Director Nick Grindé isn't one of those famous Hollywood names but he'd had his writing and directing fingers in many pies from Norma Shearer's THE DIVORCEE to Laurel and Hardy's BABES IN TOYLAND. He didn't write this one though, we've got Columbia's top writer, Robert Riskin in charge who is today probably best known as the guy who wrote the Frank Capra films. So the team behind this picture were Columbia's A team and this really shows. The photography is very imaginative; indeed it's quite rare to see such care going into making every single frame look so perfect and interesting in the early thirties. Its story has real empathy and real characters so you are immediately draw into living alongside them and caring about their lives. Its script is fast and clever and importantly also witty enough to keep what could have been a miserable, dour tale light and breezy.
The New York of 1932 depicted in this certainly has appeal galore but it doesn't seem somewhere you'd want to stay. Against this background of hardship and suffering, Jeanie, one of the thousands whom society doesn't want anymore, played with astonishing non-sentimental sensitivity by Helen Chandler gets a lucky break. Even as her life starts to improve she still retains a waif-like innocence that's always evoking sympathy and support from us without being soppy. Possibly it's her "normalness" which meant that she never became a big film star. Unlike the greats such as Garbo, Joan Blondell, Jean Harlow, Norma Shearer, you can't really assign a label to describe Helen Chandler's character - she was just normal. In a film like this or indeed in films made these days, naturalness is expected but back then if you weren't the archetypal good time girl, the ultimate sophisticated lady, the other woman, the bubbly friend then where did you belong? Sadly for Helen, not in a film studio..... but back to this film.... yes, she's great in this role.

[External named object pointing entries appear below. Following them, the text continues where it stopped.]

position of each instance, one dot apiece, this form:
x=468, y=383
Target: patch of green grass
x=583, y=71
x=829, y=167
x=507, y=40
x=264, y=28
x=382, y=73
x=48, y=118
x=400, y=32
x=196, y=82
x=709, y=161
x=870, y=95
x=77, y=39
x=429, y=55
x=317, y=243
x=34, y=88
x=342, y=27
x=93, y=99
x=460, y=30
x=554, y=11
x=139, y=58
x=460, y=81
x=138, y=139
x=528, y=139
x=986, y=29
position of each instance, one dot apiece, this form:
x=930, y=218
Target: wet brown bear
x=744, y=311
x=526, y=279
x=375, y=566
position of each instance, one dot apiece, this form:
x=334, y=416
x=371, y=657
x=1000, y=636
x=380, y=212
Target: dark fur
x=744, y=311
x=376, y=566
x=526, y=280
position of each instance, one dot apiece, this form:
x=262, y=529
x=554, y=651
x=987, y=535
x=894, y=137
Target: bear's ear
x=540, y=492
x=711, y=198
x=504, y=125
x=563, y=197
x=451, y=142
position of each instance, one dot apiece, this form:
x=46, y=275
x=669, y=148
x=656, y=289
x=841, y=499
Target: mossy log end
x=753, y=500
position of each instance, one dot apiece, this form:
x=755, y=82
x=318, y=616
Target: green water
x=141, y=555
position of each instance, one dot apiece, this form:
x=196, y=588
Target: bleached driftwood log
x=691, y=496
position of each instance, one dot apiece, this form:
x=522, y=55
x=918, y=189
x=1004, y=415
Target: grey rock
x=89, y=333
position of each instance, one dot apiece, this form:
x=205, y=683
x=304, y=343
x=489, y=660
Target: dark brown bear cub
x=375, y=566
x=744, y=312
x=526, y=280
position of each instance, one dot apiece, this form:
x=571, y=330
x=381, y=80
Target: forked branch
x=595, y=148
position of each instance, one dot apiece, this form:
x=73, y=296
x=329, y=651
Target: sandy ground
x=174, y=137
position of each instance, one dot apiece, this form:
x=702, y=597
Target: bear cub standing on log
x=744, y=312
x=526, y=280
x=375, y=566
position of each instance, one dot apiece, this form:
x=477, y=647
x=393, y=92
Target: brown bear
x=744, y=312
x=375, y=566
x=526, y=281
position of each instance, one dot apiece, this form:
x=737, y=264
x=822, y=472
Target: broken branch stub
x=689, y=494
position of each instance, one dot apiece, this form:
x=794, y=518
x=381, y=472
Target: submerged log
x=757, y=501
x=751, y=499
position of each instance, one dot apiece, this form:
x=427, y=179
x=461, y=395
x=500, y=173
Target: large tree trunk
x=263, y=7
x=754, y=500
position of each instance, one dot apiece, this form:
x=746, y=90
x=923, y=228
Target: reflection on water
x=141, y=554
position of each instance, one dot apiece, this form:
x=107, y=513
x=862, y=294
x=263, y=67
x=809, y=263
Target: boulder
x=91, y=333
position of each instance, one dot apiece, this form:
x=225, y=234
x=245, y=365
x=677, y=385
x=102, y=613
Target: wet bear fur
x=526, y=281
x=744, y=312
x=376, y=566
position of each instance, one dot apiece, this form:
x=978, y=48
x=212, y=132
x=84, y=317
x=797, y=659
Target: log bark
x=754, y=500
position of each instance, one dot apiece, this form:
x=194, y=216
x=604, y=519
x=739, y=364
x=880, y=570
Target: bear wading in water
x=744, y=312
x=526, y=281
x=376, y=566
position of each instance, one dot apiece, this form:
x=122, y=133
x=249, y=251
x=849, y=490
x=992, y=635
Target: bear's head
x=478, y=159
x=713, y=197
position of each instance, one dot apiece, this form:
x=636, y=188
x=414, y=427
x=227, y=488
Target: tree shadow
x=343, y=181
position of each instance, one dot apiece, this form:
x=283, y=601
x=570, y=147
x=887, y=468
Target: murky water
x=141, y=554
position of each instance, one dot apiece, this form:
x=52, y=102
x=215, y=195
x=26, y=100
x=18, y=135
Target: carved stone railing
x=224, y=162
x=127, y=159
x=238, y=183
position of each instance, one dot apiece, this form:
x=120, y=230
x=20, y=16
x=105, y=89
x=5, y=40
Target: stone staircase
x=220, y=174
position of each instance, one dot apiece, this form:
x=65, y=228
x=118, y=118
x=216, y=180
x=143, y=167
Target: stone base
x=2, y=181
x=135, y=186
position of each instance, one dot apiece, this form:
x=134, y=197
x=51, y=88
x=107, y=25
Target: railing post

It's impossible to watch Mayo Methot in anything without the voice in your head telling you every five minutes that she was Bogart's wife and she wasn't very nice to him. You just can't shut that voice up and it is a bit distracting but you must try because Miss Methot has a very crucial role in this. Again like Helen Chandler, she's very natural and believable but whereas Chandler is the one who is pushed around, Methot is one of those doing the pushing. Thucydides words from over two thousand years ago seem quite apposite for New York in the early thirties: The strong do what they can and the weak do what they must.